Mobile-Agent’s strength is the broadest technical path. It shows GUI agents evolving from phones to desktops, browsers, tool use, and foundation models. Its weakness is the complexity of the project family: if you want to land one specific scenario directly, you need to do more filtering first.
Mobilerun’s strength is a clear engineering interface, model agnosticism, and explicit separation between local framework and cloud service. It is suitable for integrating mobile device automation into products or internal tools. Its weakness is that it still has to deal with mobile device permissions, environments, app state, and cloud cost.

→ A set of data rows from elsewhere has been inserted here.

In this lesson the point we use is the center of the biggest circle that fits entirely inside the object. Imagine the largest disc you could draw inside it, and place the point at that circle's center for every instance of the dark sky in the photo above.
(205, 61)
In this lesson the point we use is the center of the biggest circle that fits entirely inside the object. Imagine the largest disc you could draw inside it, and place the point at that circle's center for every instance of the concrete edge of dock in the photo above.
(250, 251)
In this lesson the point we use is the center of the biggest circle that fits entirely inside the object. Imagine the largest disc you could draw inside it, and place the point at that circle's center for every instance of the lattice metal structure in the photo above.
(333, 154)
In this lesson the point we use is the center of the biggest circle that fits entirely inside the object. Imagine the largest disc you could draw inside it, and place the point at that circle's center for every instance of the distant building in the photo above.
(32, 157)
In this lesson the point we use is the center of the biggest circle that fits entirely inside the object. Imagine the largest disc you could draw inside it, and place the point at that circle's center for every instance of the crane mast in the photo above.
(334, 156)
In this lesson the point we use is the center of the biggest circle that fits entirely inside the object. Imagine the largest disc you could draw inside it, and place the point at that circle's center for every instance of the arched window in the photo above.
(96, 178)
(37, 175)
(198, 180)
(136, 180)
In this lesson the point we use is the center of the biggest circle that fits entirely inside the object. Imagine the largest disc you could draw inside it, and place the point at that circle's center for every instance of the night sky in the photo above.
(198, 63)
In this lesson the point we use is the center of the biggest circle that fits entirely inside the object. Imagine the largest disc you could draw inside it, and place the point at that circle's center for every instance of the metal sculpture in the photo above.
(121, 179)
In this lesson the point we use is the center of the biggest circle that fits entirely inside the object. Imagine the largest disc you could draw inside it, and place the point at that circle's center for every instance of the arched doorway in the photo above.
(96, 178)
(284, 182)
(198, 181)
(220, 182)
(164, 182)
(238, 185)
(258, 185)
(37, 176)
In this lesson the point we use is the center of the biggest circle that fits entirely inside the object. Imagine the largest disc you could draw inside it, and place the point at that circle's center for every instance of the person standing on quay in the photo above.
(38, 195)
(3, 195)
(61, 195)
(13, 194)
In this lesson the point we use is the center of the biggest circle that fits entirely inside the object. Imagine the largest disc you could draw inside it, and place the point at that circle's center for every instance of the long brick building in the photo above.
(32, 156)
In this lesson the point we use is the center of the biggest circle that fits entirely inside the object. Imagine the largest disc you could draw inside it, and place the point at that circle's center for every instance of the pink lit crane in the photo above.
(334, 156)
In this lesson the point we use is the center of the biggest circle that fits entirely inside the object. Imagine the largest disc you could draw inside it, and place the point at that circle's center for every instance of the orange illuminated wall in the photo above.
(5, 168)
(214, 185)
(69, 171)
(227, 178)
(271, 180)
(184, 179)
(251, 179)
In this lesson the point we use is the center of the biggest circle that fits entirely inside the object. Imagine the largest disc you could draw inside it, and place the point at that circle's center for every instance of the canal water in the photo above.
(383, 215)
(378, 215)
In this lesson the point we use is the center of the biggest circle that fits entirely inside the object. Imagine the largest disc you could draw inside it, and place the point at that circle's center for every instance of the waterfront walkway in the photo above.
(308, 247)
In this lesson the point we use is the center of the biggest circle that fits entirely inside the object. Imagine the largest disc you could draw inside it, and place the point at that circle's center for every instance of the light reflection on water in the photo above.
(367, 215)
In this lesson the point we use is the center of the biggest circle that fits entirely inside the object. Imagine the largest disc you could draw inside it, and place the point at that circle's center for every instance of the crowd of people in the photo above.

mobile-use’s strength is its focus on real app usage, task decomposition, and structured data extraction. The AndroidWorld angle also makes it easier to evaluate. Its weakness is limited support for physical iOS devices, and a complete setup still requires model, device, and runtime configuration.
Suggested Use Cases
If you want to research mobile agents, look first at MobiAgent and Mobile-Agent. The former focuses more on a closed loop for phone-side systems, while the latter is better for observing the cross-platform evolution of GUI agents.
If you want mobile app automation, QA, data extraction, or internal workflows, look first at Mobilerun and mobile-use. Mobilerun is more like a runtime framework that can plug into engineering systems, while mobile-use is better for validating natural-language app operation and structured extraction.
If you care about future personal-assistant forms, all four are worth tracking. MobiAgent represents systematic research on phone agents, Mobile-Agent represents the cross-platform GUI agent path, Mobilerun represents device-control infrastructure, and mobile-use represents real-app task decomposition and evaluation-driven development.
My Take
The differences between these four projects show that mobile GUI agents are no longer just about “letting a model look at screenshots and tap buttons”. The real questions have become: how models understand interfaces, how executors control devices reliably, how tasks are decomposed and evaluated, how cloud devices are managed, how results are returned in structured form, and how risks are constrained.
In the short term, the most realistic landing scenarios are QA, data extraction, internal workflow automation, and controlled device pools. In the long run, whoever can stabilize device control, model capability, permission boundaries, log tracing, and user confirmation mechanisms will be closer to a truly usable mobile AI assistant.